In Systemic Functional Language (SFL), texts are analyzed by their transitivity system; and for the process are well-known as transitivity process. Practically, text parsing takes much time, since the part of text should be parsed manually and analyzed partially. By optimizing UAM corpus tool, the parsing process will get maximum results. UAM concerns on manual as well as semi-automatic annotation because of its lack of accuracy using automatic annotation. In this research, the texts are crawled from The Jakarta Post news article, especially in the form of online data.

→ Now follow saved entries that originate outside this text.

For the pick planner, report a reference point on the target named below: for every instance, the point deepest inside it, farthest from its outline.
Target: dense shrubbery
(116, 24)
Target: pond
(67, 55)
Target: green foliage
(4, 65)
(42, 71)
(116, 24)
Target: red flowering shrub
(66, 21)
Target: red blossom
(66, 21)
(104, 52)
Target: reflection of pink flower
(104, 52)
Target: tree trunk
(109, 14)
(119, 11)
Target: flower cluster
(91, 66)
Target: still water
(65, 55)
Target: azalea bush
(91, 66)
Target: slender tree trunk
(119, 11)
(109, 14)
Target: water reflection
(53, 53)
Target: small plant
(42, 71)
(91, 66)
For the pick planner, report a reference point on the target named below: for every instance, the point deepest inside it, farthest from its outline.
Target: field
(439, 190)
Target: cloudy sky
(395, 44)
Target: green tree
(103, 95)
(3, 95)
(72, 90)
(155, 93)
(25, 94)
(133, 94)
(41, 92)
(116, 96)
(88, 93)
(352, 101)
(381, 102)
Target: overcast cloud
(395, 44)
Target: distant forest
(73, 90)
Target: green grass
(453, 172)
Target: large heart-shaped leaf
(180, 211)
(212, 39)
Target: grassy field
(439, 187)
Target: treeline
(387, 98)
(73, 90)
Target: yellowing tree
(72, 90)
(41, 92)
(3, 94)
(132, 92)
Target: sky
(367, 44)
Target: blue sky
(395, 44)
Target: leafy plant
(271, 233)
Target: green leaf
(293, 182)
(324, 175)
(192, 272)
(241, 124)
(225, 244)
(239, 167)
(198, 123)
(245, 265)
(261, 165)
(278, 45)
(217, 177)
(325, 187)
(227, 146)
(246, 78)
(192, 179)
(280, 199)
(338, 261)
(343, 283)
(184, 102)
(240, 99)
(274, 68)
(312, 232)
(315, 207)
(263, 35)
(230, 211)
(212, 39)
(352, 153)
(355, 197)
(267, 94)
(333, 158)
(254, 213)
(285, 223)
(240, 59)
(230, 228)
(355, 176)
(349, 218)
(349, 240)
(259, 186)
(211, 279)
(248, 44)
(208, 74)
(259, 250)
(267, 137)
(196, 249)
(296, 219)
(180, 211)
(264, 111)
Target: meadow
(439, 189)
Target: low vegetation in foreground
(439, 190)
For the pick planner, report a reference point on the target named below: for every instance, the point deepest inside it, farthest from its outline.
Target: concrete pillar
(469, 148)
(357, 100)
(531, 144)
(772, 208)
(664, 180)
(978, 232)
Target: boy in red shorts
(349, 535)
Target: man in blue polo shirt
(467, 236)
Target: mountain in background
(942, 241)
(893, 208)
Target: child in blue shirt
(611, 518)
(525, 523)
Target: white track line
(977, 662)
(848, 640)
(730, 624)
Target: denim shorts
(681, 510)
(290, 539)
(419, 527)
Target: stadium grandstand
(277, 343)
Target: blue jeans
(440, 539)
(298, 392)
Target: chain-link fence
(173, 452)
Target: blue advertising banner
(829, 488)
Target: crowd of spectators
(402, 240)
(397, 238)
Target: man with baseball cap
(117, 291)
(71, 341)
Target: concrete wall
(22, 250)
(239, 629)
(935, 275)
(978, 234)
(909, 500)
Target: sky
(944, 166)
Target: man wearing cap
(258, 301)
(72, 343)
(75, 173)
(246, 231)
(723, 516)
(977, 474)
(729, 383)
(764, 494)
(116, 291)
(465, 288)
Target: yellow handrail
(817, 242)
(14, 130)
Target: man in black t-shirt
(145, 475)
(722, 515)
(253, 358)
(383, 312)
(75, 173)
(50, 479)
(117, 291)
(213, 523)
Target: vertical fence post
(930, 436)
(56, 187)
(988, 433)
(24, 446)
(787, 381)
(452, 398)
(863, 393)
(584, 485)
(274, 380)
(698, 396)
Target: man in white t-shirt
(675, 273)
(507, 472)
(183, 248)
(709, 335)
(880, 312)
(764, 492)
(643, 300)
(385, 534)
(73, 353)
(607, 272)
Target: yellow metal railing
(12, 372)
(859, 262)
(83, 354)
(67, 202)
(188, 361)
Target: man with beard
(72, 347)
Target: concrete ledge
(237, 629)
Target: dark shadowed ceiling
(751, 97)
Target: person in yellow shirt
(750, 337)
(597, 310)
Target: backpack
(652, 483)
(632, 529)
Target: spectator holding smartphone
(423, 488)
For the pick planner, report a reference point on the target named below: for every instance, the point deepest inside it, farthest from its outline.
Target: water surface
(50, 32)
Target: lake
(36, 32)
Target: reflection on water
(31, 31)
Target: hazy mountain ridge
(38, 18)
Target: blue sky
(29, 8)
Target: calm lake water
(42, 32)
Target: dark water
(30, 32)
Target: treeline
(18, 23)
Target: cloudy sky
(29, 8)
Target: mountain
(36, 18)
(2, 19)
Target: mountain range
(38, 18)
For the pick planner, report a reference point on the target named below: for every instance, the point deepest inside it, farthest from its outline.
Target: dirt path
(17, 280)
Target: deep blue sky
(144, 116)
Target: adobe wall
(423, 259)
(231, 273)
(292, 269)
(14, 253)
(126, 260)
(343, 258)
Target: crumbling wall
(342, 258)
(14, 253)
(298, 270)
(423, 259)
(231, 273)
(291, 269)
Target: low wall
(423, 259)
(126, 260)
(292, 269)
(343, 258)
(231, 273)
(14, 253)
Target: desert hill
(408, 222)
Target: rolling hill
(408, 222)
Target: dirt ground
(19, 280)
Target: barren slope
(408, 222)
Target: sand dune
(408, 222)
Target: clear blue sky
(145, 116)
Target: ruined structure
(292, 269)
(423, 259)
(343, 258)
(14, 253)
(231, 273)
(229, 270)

Those data (texts) are generated by UAM in order to get transitivity properties. The data are taken from February to March which contain Covid-19 issues in Indonesia. The result shows that between the time periods from February to March, the transitivity process regarding to the issue of Covid-19 in Indonesia has changed. It especially refers to the three process; material, mental and verbal process. During that period, material process slightly decreases from 58.72% to 57.59%, which emerges an assumption that people in Indonesia start to decrease their physical activity in March. While in mental process, it significantly elevates from 5.03% to 7.59% which could be assumed that people, including government, tend to think about the issue more seriously. While in the verbal process, it grows by about 2% from 16.11% in February to 18.62% in March which leads to an assumption that people have spread out the issue or the news to the other.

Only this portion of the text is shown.